In recent weeks, schools throughout Wisconsin have released varying fall return plans amidst COVID-19. Despite overwhelming evidence and research on the benefits of a music-enriched classroom, some of these plans do not include a strong focus—or any focus at all—on music education.
The reality of our current situation is that we are all being asked to make some educational sacrifices or adjustments for the health and safety of others, and parents are being thrust into the driver’s seat of their child’s education like never before.
Parents, as you dive into your school’s return plan, make sure you are examining it with an eye towards the arts. How is music instruction being modified for safe play amidst COVID-19? If you find that music instruction is non-existent, I encourage you to consider the benefits of music in your child’s life and be an advocate for his or her musical growth throughout this upcoming school year.

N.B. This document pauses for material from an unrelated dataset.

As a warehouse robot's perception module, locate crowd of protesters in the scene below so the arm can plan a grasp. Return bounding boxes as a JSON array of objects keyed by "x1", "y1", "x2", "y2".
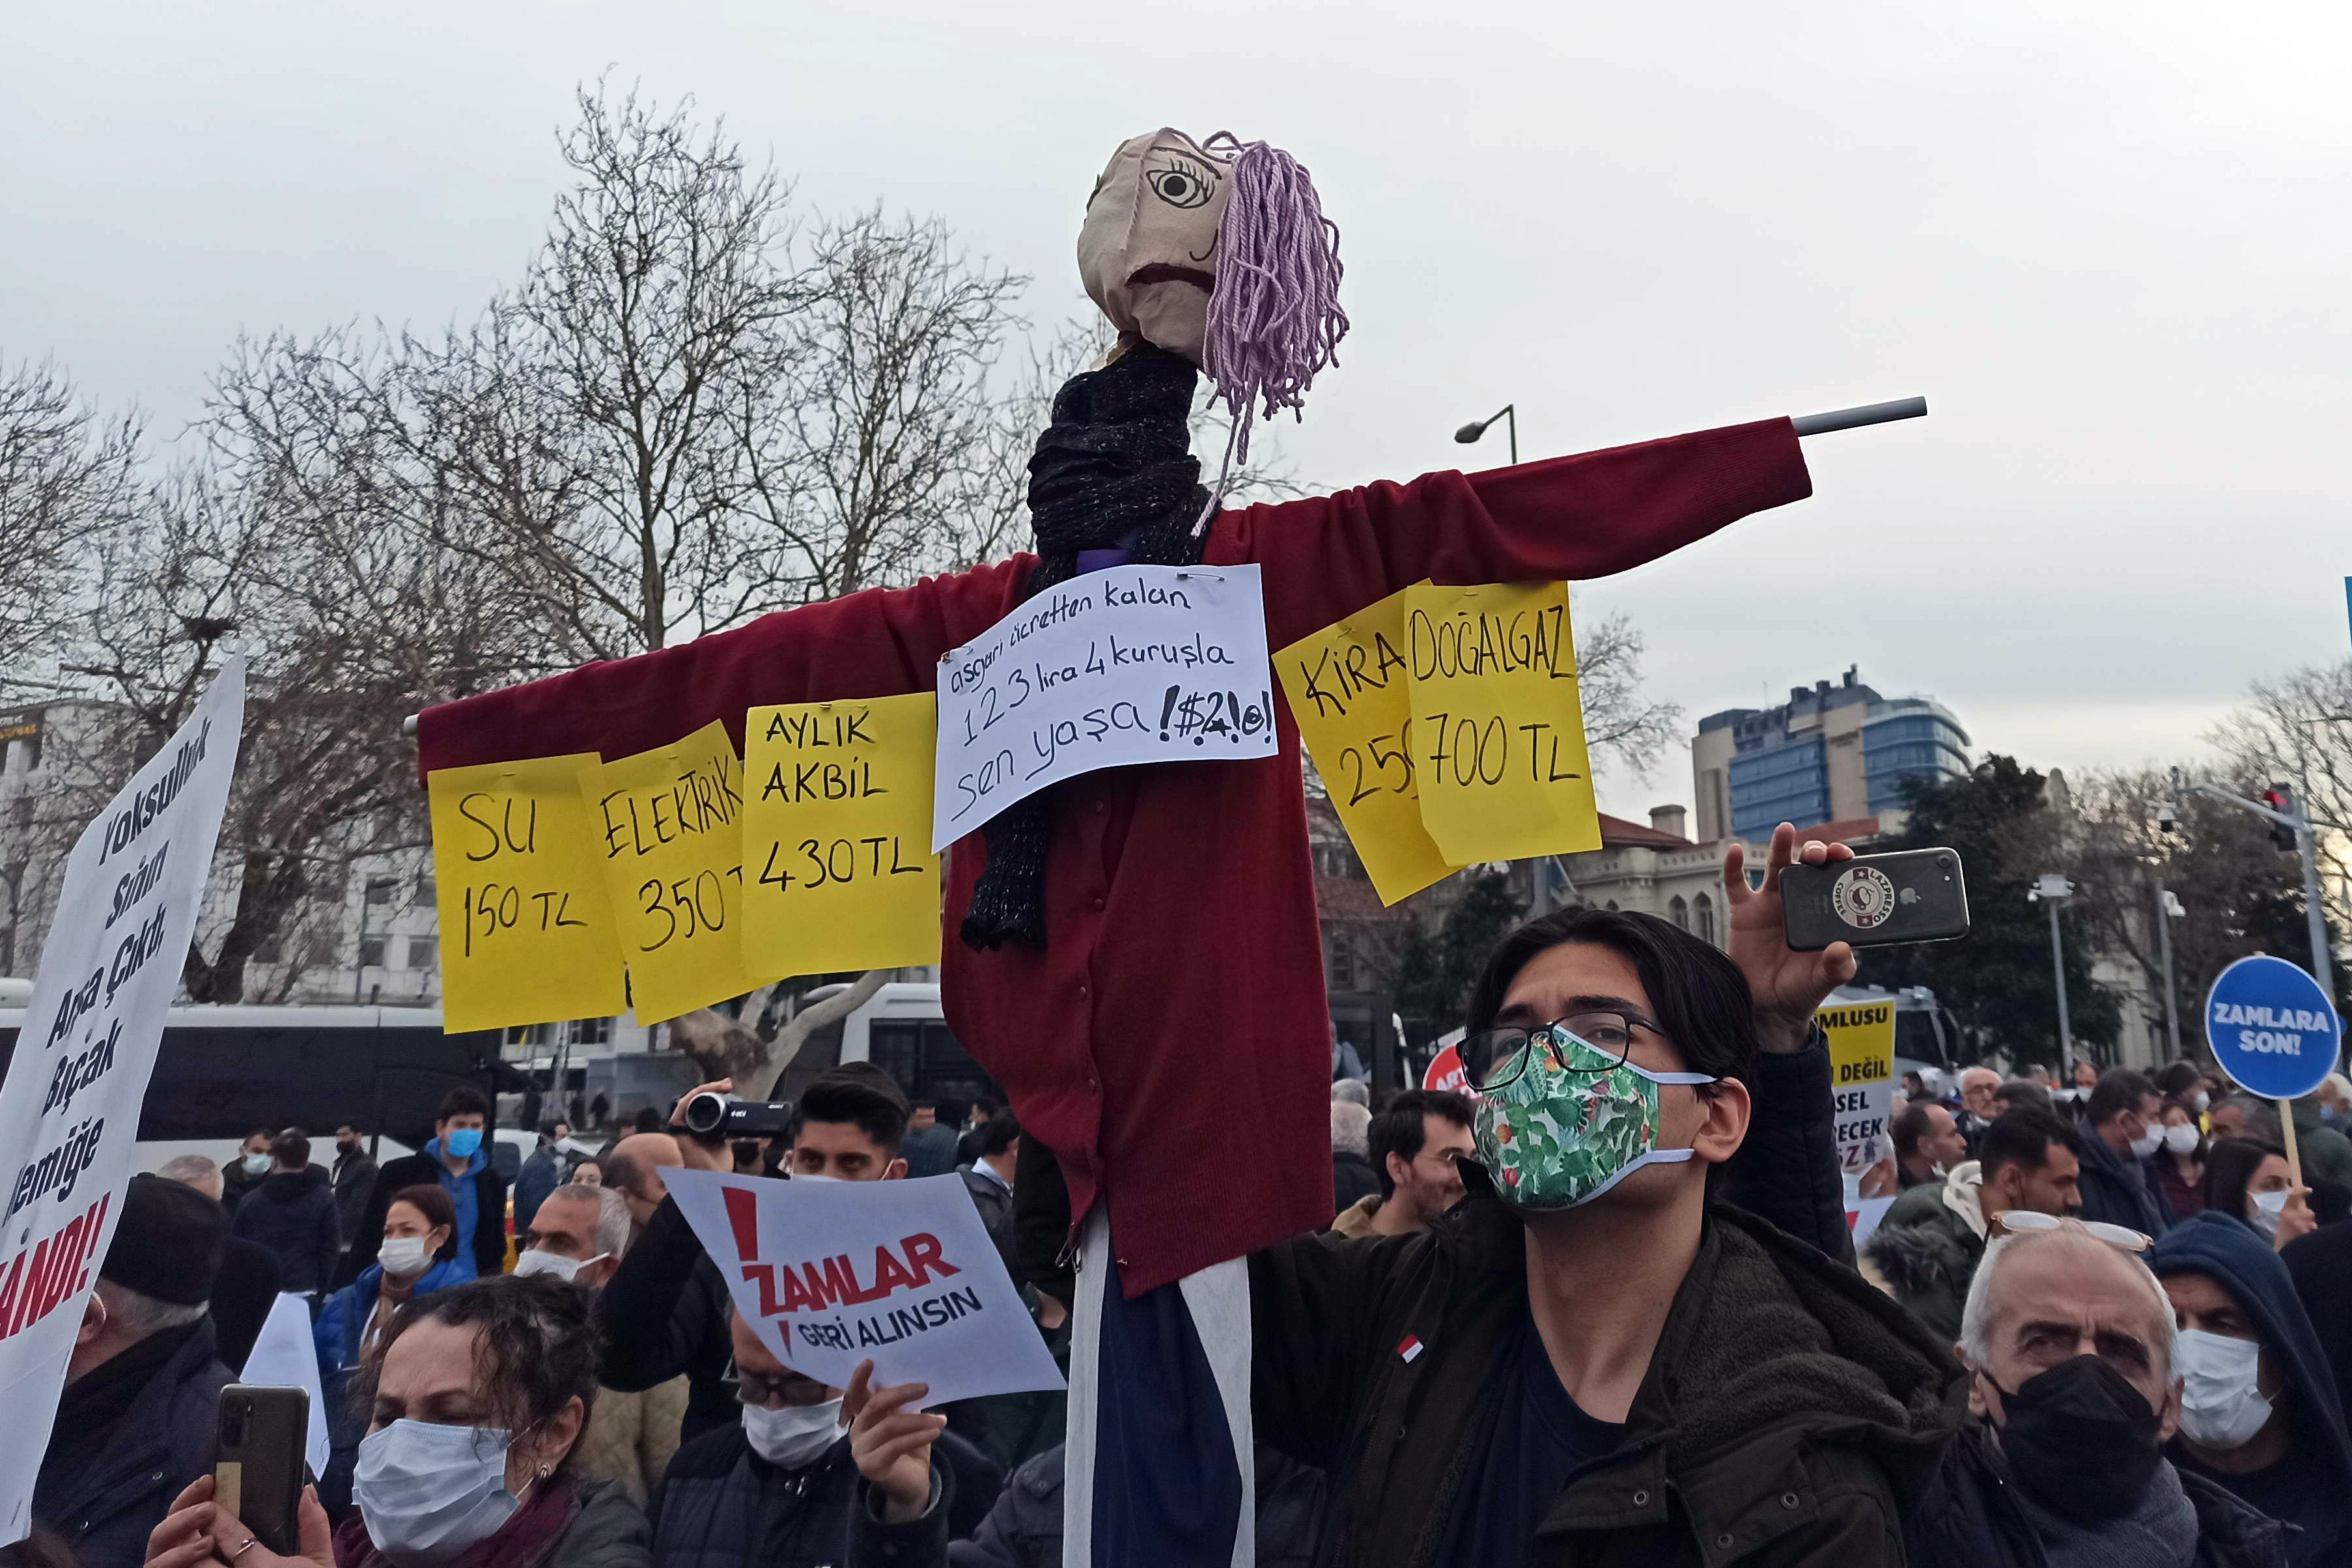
[{"x1": 18, "y1": 828, "x2": 2352, "y2": 1567}]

In some instances, this might mean supplementing the educational experience currently being offered within your child’s school district.
But don’t be daunted by the prospect of welcoming music instruction into your home. Regardless of your child’s musical achievement level—or yours!—the following combination of both structured and unstructured activities can prove beneficial in numerous ways.
If your child is already an instrumentalist of singer, encourage 40 minutes of activity, 4 times per week in the following ways:
- 10-12 minutes on warm-up, technical, and sound-producing exercises
- 10-12 minutes on assigned music from school or private music teacher
- 10-12 minutes on a child’s aspirational or challenging music
- 10-12 minutes on listening to a variety of new or favorite music
If your child has not been exposed to performing ensembles, look for the following:
- Activities that develop creativity including jotting poetry or lyrics, exploring acapella apps, or improvising rhythms with homemade instruments
- Online resources from respected arts organizations such as the Milwaukee Symphony Orchestra, Seattle Symphony, or New York Philharmonic Orchestra
- Virtual, recorded, or live-streamed concerts or musicals, followed by intentional discussions with your child about what they saw and heard
In addition to keeping musical skills sharp, music’s cognitive functions will serve as both a welcomed diversion and enhancement in the midst of COVID. More importantly, your children will continue on their journey to becoming better musicians, enhancing their skill sets in other academic areas, and, in general, growing into a more well-rounded individuals.
—Dr. Louis Menchaca is chair of Concordia University Wisconsin’s music department. He directs the university’s Jazz Band, Symphonic Wind Ensemble, and Chamber Orchestra.